MCI Communications Corp.'s second-quarter earnings fell 50 percent from a year earlier, while the Bell regional companies reported mixed results yesterday.
MCI, the nation's second-largest telephone company, earned $8 million (3 cents per share), compared with $16 million (6 cents) in the second quarter of 1986. Revenue rose 1 percent to $952 million from $943 million a year earlier.
In spite of the decline, "We are extremely pleased with the results for a quarter which we expected would be the most difficult of the year," MCI's president, Bert Roberts, said in a prepared statement.
Among the Bell regional phone companies that reported their results yesterday, Philadelphia-based Bell Atlantic Corp.'s profit rose 6.1 percent, while profits fell 6.4 percent at Atlanta-based BellSouth Corp. and fell 3.8 percent at San Francisco-based Pacific Telesis Group.
For the first six months of the year, MCI earned $33 million (12 cents a share), down from $36 million (14 cents) a year earlier. Revenue rose 9 percent to $1.91 billion from $1.76 billion.
Net income for the latest quarter included a pretax gain of $6 million from previously negotiated antitrust settlements and a tax credit of $1 million, counted as an extraordinary item. For the six-month period, earnings included $18 million in pretax gains from antitrust settlements and a tax credit of $6 million.
MCI reduced its rates by 9 percent March 1 to remain cheaper than industry leader American Telephone & Telegraph Co., which dropped its rates in response to a federally required reduction in access charges that long-distance companies pay to local phone companies.
MCI said the reduced access charges did not offset its March price cut, but a more recent round of reductions in the charges are expected to offset MCI's 5 percent rate cut that will take effect Aug. 1.
Telephone analyst John Bain of Shearson Lehman Bros. Inc. said the second-quarter earnings were better than many industry observers had expected.
"Everything was slightly better than we expected," he said. "We had been looking for a loss for the year of 9 cents per share. Now, we're projecting 17 cents earnings per share for the year."
The quarter's earnings were helped by improved collections, benefits from systems designed to curtail fraudulent use of MCI's network and reduced expenditures for leased facilities, the company said.
Bell Atlantic said its results were on target as profit rose to $326.1 million ($1.64 a share), from $307.4 million ($1.54) a year earlier. Revenue rose 6.8 percent to $2.64 billion from $2.47 billion.
For the six-month period, Bell Atlantic said its profit rose 6.1 percent to $633.6 million ($3.18), from $597.3 million ($2.99) a year earlier. Revenue rose 5.6 percent to $5.11 billion from $4.83 billion.

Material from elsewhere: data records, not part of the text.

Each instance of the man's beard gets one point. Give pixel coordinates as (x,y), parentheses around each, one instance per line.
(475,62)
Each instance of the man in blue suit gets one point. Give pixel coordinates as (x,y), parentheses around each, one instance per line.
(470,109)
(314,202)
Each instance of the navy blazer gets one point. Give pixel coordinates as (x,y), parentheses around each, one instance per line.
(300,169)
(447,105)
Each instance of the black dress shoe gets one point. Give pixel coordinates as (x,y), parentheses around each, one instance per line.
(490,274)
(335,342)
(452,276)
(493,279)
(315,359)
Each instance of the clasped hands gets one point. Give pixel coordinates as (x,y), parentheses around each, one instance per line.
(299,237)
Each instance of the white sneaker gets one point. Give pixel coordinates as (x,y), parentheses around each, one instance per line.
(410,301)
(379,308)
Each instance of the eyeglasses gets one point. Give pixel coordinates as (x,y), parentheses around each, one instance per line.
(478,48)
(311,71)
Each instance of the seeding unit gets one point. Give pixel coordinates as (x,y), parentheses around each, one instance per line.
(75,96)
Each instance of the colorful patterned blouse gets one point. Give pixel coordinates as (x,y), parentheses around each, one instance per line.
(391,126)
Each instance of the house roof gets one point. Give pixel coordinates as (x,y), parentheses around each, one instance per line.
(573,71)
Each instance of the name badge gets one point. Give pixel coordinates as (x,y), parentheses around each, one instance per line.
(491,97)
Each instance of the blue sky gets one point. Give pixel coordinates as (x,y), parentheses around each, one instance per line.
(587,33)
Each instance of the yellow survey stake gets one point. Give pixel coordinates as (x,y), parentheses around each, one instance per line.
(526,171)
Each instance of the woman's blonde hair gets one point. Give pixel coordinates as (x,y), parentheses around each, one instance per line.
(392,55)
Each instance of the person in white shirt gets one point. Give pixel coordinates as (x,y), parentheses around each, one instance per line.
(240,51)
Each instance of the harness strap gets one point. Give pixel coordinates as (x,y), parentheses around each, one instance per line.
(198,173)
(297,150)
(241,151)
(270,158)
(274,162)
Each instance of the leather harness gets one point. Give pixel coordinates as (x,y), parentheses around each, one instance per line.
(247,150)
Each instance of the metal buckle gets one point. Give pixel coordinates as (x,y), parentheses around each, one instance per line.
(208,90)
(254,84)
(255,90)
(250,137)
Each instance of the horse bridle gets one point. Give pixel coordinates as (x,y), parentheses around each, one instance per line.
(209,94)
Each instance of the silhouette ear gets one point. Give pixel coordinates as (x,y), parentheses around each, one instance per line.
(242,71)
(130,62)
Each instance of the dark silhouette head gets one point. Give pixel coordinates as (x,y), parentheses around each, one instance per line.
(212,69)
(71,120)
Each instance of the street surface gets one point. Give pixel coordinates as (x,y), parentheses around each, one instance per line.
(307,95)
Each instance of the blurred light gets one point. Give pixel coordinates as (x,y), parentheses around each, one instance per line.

Pacific Telesis, hurt by a rate cut at Pacific Bell, said its profit fell to $272.3 million (63 cents) from $283 million (66 cents). Revenue edged up 1 percent to $2.28 billion from $2.26 billion a year earlier.

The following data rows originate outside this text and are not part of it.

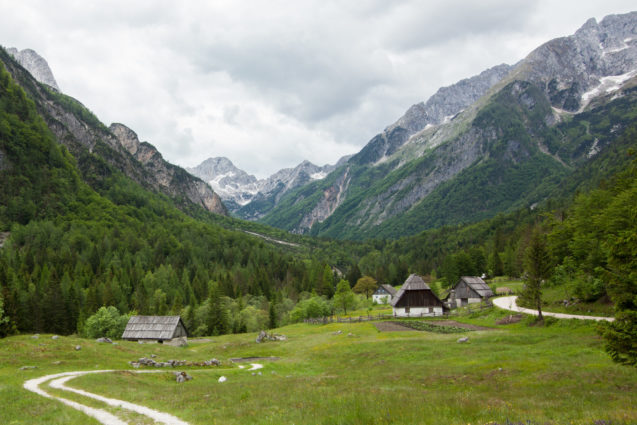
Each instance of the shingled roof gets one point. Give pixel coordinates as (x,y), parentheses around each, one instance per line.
(413,283)
(478,285)
(390,289)
(154,327)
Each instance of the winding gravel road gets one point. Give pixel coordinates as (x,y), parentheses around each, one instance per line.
(59,380)
(508,303)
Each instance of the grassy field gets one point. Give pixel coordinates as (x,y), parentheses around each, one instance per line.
(558,374)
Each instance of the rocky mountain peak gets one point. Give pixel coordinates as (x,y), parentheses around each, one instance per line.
(127,137)
(36,65)
(596,60)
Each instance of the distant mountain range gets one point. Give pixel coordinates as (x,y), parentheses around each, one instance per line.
(498,141)
(502,140)
(100,150)
(251,198)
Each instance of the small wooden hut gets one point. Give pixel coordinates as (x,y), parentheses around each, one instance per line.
(416,298)
(383,294)
(155,329)
(468,290)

Earnings per share were restated to reflect a 2-for-1 stock split on March 25, 1987.
For the six-month period, Pacific Telesis reported a 3.4 percent decline in profit to $538.2 million ($1.25), from $556.9 million ($1.30) a year earlier. Revenue fell marginally to $4.4765 billion from $4.4779 billion.
BellSouth said an early-retirement program and faster depreciation hurt its profit, which fell to $382.3 million (80 cents), from $408.5 million (87 cents) a year earlier. Revenue rose 3.4 percent to $3.03 billion from $2.93 billion.
Per-share amounts reflect a 3-for-2 stock split on Feb. 5.
For its first half, BellSouth said profit rose less than 1 percent to $834.7 million from $828.5 million a year earlier. Earnings per share fell to $1.74 from $1.78 because of an increase in outstanding shares. Revenue rose 4.2 percent to $5.98 billion from $5.74 billion.